中国佛教史
  任继愈《中国佛教史》·一、华严经类
 

一、华严经类

  早在2、3世纪即已出现的《兜沙经》、《本业经》、《十往经》、《渐备一切智德经》、《如来兴显经》、《摩罗伽经》等,后来被增添了新的内容,扩大编纂为《大方广佛华严经》,在5世纪初译成汉文50卷。7世纪末,唐代又重译了一遍,增加了个别新品,称为80卷《华严经》。前一译本的原本,由支法领得自于闻,后一译本原本也是从于阗求得,而且由于阗僧人实又难陀译出。考虑到其他一些因素,一般认为此类经典大部出自于阗,并在于阗最后定型。

  《华严经》有许多新特点,它强调“诸佛真法”是佛菩萨“法身”的本体,佛法高于佛身;“法身”的体现者是《杂阿含》中曾出现过的毗卢舍那佛,一切佛菩萨全是毗卢佛的应化身,他们教化世间和拯救众生的善行,也都是毗卢佛秘密神力加被的结果。在这里,释迦牟尼佛和其他诸佛已经黯然失色,对毗卢舍那佛的崇拜取代了对他佛的崇拜。

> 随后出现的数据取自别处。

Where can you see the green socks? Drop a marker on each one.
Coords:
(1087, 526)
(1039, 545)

  毗卢舍那原有“光明普照”的意思,是太阳的别名,毗卢佛即意译“大日佛”。他无形无质,无言无行,无思无虑,但遍及一切,感应无方。所示十方诸佛,无边无际,其量不可计数,能发大光明,普照三界六道。这类思想,一方面出自佛徒对于佛陀无限赞美的譬喻,他方面可能受袄教和摩尼软对于光明崇拜的影响。就佛教信仰体系言,《华严经》是的毗卢舍那的出现,标志着在信奉释迦牟尼为唯一教主的佛教体系之外,又产生了一种全新的形态,为大乘佛教创造了一个新的或称作“佛日”的教主。

  随着大乘佛教的发展,在小乘沸教中被视作佛陀的诸大圣徒,诸如迦叶、阿难、舍利弗、陈如、罗云等,全都退到次要地位,逐步为新树立的诸大菩萨所代替。《法华经》突出了观世音菩萨,他成了救苦救难的象征,在山野行人和航海商侣中,信徒尤多。《华严经》则强调普贤和文殊师利的作用。“普贤行”被当作“菩萨行”的范本,文殊则是解说佛法、引导信徒实践普贤行的典范。《华严经·入法界品》塑造了一个求索一切善知识的“善财童子”,他在“普贤行”的指导下,向最普通的比丘、比丘尼和王者、长者、优婆夷及婆罗门、外道、海师、工匠等各种职业者、信仰者学习,也向天神、地神、夜神等虔诚礼拜。显然,《华严经》要求它的信徒深入到社会一切阶层和行业之中,不分信仰地向他们学习世间知能,由此弘扬佛法,并成就自己的“一切智”。《华严经》在提倡向外在世界追求,促进佛教世伦化方面,起了更深层的作用。

  《华严经》在哲学理论上对大乘佛教的发展,也有许多新贡献。它宣称,一微尘能容一切法界,一切众生;无量佛菩萨世界,均可纳入一毛孔中,所谓一切即一,一即一切,以粗鄙的形式提出了个别与一般,部分与全体的关系问题。它也倡导,无有众生不具足如来智慧者,但众生颠倒不知不见而已,一旦受到法师经书教诲,“具见如来在其身内,与佛无异”,这就是最高的觉悟。因此,《华严经》也宣扬了向内心世界反求的路线。

  《华严经》影响极大的另一个论点是:“所有诸法,皆由心造”。三界五阴唯心,如来菩萨也属心造。懂得这个道理,才是“真见佛”。这些说法,已经包含大乘佛教向唯识一派发展的基本要素。